Selecting the proper texture cache size is crucial for efficient rendering of especially texture-heavy scenes like the ALab Scene. The best configuration will be dependant on the scene itself as well as the machine environment. A quick general solution to find a good texture cache size for a general moonray run is documented here here.

This is a rendered result image of ALab, v2.0.1 without denoising alab201

The texture cache size setting has a large impact on the efficiency of rendering especially texture-heavy scenes like ALab. What follows are the results of tests profiling the results of MCRT time (not including the RenderPrep time) for various different texture cache sizes on the ALab scene. Texture Cache Size Performance Difference

All tests are using the vanilla ALab v2.0.1 scene with no optimization of the scene itself) and with 4K high resolution textures and baked geometry. The Linux kernel cache was warmed by a preliminary test render. All tests were rendered 3 times and the results were averaged.

All sceneVariable settings are the default, except for image size and uniform sampling related parameters.

SceneVariables {
    ["image_width"] = 1920,
    ["image_height"] = 1080,
    ["sampling mode"] = 0,
    ["pixel samples"] = 8,
    ["motion_steps"] = { -0.25, 0.25},
--    ["texture_cache_size"] = 4096 -- 4G
--    ["texture_cache_size"] = 7168 -- 7G
--    ["texture_cache_size"] = 10240 -- 10G
--    ["texture_cache_size"] = 20480 -- 20G
--    ["texture_cache_size"] = 40960 -- 40G
--    ["texture_cache_size"] = 66560 -- 65G
    ["texture_cache_size"] = 98304 -- 96G
--    ["texture_cache_size"] = 122880 -- 120G
--    ["texture_cache_size"] = 131072 -- 128G
}

The tests were run on the following machine specs:

CPU : Intel(R) Xeon(R) Gold 6240R CPU @ 2.40GHz
Physical CPU : 2
CPU cores : 24
Total cores : 48 (HyperThread ON)
Memory : 187 GByte (However, test redner was done around 124GByte of free memory)
GPU : Nvidia Quadro RTX 6000

These tests were based on OpenImageIO v2.3.20.

Note that the 4GByte (actually, default is 3.91GByte) texture cache render run did not show the main cache hit-miss ratio in the log and is not plotted on the graph.

In the results the overall render performance using a 96GByte texture cache size would be the ideal configuration for this scene in this environment. More than 96GByte is basically fine but it does slightly slow down the rendering, likely due to an overly large texture cache swapping out some portion of the BVH and sceneContext memory at runtime, which makes some small impact on the final efficiency, and as a result a slower render.

XPU performance is consistently better than scalar and its ratio is 1.20x ~ 1.62x more performant. Vector performance is also consistently better than scalar and its ratio is 1.16x ~ 1.33x more performant. MoonRay’s Vector/XPU architecture is very useful for texture-heavy scenes and maximizes the memory access coherency.

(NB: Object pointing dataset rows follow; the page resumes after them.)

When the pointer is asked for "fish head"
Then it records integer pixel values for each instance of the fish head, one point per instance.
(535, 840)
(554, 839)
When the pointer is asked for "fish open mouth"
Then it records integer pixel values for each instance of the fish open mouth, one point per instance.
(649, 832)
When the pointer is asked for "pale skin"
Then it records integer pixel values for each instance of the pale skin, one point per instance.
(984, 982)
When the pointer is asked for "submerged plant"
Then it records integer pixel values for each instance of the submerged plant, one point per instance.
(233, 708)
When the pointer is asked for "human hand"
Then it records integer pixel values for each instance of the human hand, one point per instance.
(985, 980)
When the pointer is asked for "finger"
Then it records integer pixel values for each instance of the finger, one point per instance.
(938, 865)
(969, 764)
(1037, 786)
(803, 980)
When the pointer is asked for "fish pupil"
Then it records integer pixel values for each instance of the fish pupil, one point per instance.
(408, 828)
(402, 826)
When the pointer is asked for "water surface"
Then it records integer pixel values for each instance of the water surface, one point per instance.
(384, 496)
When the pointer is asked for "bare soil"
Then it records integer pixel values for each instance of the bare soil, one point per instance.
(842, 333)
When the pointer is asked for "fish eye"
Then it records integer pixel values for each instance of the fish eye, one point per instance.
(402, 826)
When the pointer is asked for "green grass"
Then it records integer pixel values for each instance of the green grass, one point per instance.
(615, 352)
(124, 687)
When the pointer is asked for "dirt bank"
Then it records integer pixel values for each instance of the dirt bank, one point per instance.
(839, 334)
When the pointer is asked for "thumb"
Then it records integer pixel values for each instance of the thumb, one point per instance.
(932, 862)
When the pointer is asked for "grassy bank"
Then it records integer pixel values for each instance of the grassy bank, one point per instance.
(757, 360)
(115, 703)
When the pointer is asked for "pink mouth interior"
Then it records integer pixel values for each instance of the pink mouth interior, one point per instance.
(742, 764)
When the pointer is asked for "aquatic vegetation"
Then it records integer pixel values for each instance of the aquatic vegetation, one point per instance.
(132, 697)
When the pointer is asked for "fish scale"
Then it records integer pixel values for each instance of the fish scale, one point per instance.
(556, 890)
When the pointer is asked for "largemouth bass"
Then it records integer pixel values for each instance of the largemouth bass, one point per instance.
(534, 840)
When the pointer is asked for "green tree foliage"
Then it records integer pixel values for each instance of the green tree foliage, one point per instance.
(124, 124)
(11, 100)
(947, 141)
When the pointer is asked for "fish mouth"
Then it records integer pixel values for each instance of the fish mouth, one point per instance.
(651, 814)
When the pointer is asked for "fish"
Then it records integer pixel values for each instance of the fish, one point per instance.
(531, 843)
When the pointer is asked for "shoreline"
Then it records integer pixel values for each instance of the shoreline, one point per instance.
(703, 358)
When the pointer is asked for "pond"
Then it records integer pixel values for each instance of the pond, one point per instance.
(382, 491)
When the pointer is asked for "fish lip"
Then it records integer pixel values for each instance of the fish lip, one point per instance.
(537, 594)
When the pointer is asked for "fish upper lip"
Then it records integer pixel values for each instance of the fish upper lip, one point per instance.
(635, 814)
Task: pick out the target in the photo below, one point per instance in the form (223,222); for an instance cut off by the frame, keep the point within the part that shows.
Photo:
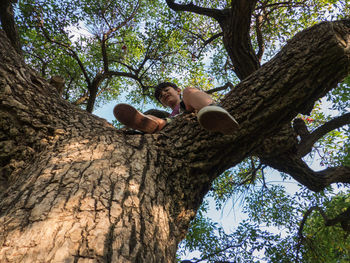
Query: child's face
(170,97)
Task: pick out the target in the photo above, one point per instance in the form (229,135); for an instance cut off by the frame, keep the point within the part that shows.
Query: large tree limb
(310,139)
(9,25)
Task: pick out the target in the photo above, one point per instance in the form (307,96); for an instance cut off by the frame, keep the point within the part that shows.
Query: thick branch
(291,164)
(227,85)
(8,24)
(308,141)
(237,41)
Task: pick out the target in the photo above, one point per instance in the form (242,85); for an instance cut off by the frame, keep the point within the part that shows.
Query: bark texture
(75,189)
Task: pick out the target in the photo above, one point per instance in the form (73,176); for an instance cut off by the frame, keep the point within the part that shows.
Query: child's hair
(161,86)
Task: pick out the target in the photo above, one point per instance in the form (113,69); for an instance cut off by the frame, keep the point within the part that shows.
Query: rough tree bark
(75,189)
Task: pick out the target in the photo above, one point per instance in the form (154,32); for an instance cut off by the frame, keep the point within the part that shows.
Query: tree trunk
(75,189)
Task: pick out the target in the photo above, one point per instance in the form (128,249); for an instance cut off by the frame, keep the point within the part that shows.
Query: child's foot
(217,119)
(134,119)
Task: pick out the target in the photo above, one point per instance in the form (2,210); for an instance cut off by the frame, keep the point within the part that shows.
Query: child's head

This is a breakdown of runtime timing by profile_viewer for the XPU runs. Renderprofileviewer

As can be seen, the texturing time is dominant when the texture cache size is small. Also, shader handler time is directly related to the texturing time and it is increasing as the texturing time increases. Performance is improved when texture sampling cost is lowered by increasing the texture cache size.